= Pierre de Boissat =

Pierre de Boissat (1603 in Vienne, Isère - 28 March 1662) was a soldier, writer, poet and translator.

Knight and Count Palatine, Boissat began his career in the military. He was one of the first members of the Académie française, and first to occupy the Academy's seat 31 in 1634. Boissat translated Les fables d'Esope Phrygien, illustrées de Discours moraux, philosophiques et politiques, published in 1633 by his friend Jean Baudoin, used by Jean de La Fontaine. He is also attributed with Une Morale chrétienne and Une Histoire négropontique. His home, l'hôtel Pierre de Boissat, on rue des Orfèvres in Vienne, département Isère (France) exists today as an historic monument.

==Biography==
A knight and count palatine, he embarked on a military career. He was one of the first members of the Académie Française in 1634. He is the first to occupy seat No. 31.

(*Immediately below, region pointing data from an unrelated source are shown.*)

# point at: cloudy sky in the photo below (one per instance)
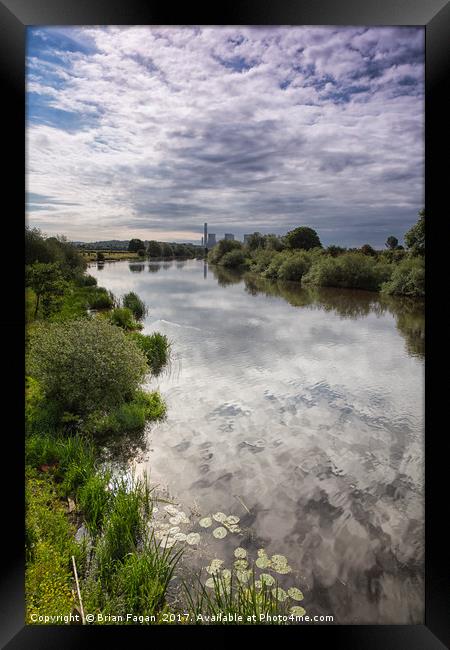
(150, 131)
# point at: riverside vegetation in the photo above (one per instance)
(300, 257)
(85, 365)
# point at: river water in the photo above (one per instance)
(302, 413)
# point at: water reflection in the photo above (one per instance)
(136, 267)
(307, 407)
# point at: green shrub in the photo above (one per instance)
(94, 498)
(156, 348)
(137, 306)
(350, 270)
(233, 259)
(408, 279)
(85, 280)
(100, 298)
(123, 317)
(294, 267)
(85, 365)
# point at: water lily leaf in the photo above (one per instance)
(214, 567)
(263, 562)
(206, 522)
(279, 594)
(193, 538)
(267, 579)
(297, 611)
(295, 593)
(241, 564)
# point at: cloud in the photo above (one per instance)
(135, 131)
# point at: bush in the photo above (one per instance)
(123, 317)
(132, 301)
(223, 246)
(156, 348)
(85, 364)
(233, 259)
(294, 267)
(352, 271)
(100, 298)
(302, 237)
(85, 281)
(408, 279)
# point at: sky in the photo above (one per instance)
(149, 132)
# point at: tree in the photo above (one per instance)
(48, 284)
(154, 249)
(85, 364)
(135, 245)
(367, 249)
(303, 237)
(255, 240)
(391, 242)
(415, 237)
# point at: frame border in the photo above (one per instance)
(434, 15)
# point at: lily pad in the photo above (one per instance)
(242, 565)
(193, 538)
(295, 593)
(214, 567)
(206, 522)
(279, 594)
(267, 579)
(297, 611)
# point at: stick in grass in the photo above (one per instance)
(78, 590)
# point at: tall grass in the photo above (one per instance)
(231, 597)
(137, 306)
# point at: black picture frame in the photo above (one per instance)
(15, 16)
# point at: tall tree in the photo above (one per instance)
(303, 237)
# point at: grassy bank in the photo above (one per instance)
(300, 257)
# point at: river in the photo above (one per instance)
(302, 413)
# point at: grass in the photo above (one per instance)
(137, 306)
(156, 347)
(230, 598)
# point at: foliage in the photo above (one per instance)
(130, 416)
(391, 242)
(85, 364)
(233, 259)
(54, 250)
(352, 270)
(132, 301)
(415, 237)
(100, 298)
(154, 249)
(408, 279)
(135, 245)
(156, 347)
(49, 546)
(222, 247)
(123, 317)
(85, 280)
(367, 249)
(302, 237)
(48, 284)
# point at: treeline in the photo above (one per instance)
(300, 257)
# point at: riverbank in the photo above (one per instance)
(89, 526)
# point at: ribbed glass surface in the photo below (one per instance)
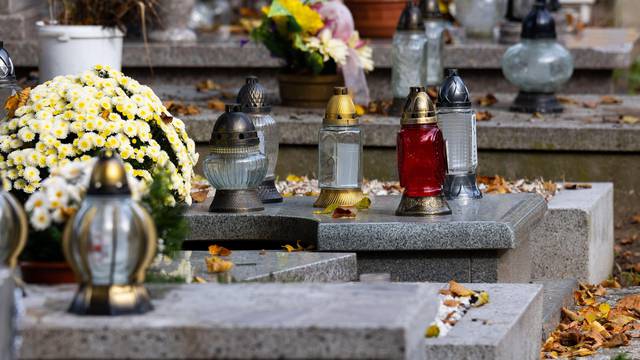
(113, 237)
(459, 130)
(235, 171)
(408, 62)
(537, 65)
(340, 157)
(435, 45)
(269, 140)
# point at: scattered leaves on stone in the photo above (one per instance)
(216, 264)
(483, 116)
(180, 108)
(207, 85)
(592, 324)
(454, 303)
(291, 248)
(217, 250)
(487, 100)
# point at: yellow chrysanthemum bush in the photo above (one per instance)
(71, 118)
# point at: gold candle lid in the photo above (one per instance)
(418, 109)
(340, 111)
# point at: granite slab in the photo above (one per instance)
(239, 321)
(493, 222)
(594, 48)
(7, 315)
(266, 266)
(576, 129)
(506, 328)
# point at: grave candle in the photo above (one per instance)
(235, 167)
(340, 153)
(457, 120)
(408, 54)
(538, 65)
(8, 83)
(252, 100)
(13, 222)
(421, 158)
(109, 243)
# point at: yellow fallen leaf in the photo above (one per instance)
(328, 210)
(364, 203)
(459, 290)
(432, 331)
(217, 265)
(219, 250)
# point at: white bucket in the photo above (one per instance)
(72, 49)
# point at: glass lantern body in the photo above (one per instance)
(8, 88)
(421, 160)
(480, 17)
(340, 157)
(240, 170)
(115, 240)
(408, 61)
(435, 46)
(537, 66)
(458, 127)
(269, 140)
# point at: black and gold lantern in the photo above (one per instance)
(109, 243)
(13, 236)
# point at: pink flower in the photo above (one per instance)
(337, 18)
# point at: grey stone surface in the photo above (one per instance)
(595, 48)
(577, 129)
(506, 328)
(493, 222)
(486, 241)
(239, 321)
(7, 311)
(271, 266)
(557, 294)
(575, 239)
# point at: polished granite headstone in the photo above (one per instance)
(482, 241)
(264, 266)
(239, 321)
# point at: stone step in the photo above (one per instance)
(484, 241)
(239, 321)
(267, 266)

He is credited with a translation of Aesop's Fables, illustrated with moral, philosophical, and political discourses, published in 1633 by his friend Jean Baudoin (translator), which Jean de La Fontaine would later use. He is also credited with Poems, Christian Morality, and a Negropontic History. He is the translator of Dell'istoria della sacra Religione, dell'illustrissima milizia di Santo Giovanni Gierosolimitano (History of the Knights of Saint John of Jerusalem) by Giacomo Bosio, published in Lyon in 1612. It was his friend Jean Baudoin (translator), a member of the Académie Française, who completed the translation and had it reprinted in 1629.

He also produced a body of Latin poetry, including three books of elegies and an epic poem about Charles Martel comprising several thousand lines.

Pierre de Boissat's mansion, located on Rue des Orfèvres in Vienne, still exists and was partially classified as a Monument historique in 1921.

The Boissat family originated in the town of Vienne in the Dauphiné region, where it produced several distinguished members who made their mark in this province and in Lyon. Rue Boissac in Lyon is named after André de Boissat, lieutenant general under Louis XIV and brother of Pierre de Boissat, member of the Académie Française.

A branch of this family settled in Périgord, where it formed three branches (Boissat de Mazerat, Boissat de Lagrave, Boissat de Lajarthe). It is still represented in this region.

Family Coat of arms: gules with a silver band accompanied by six gold bezants arranged in an orle.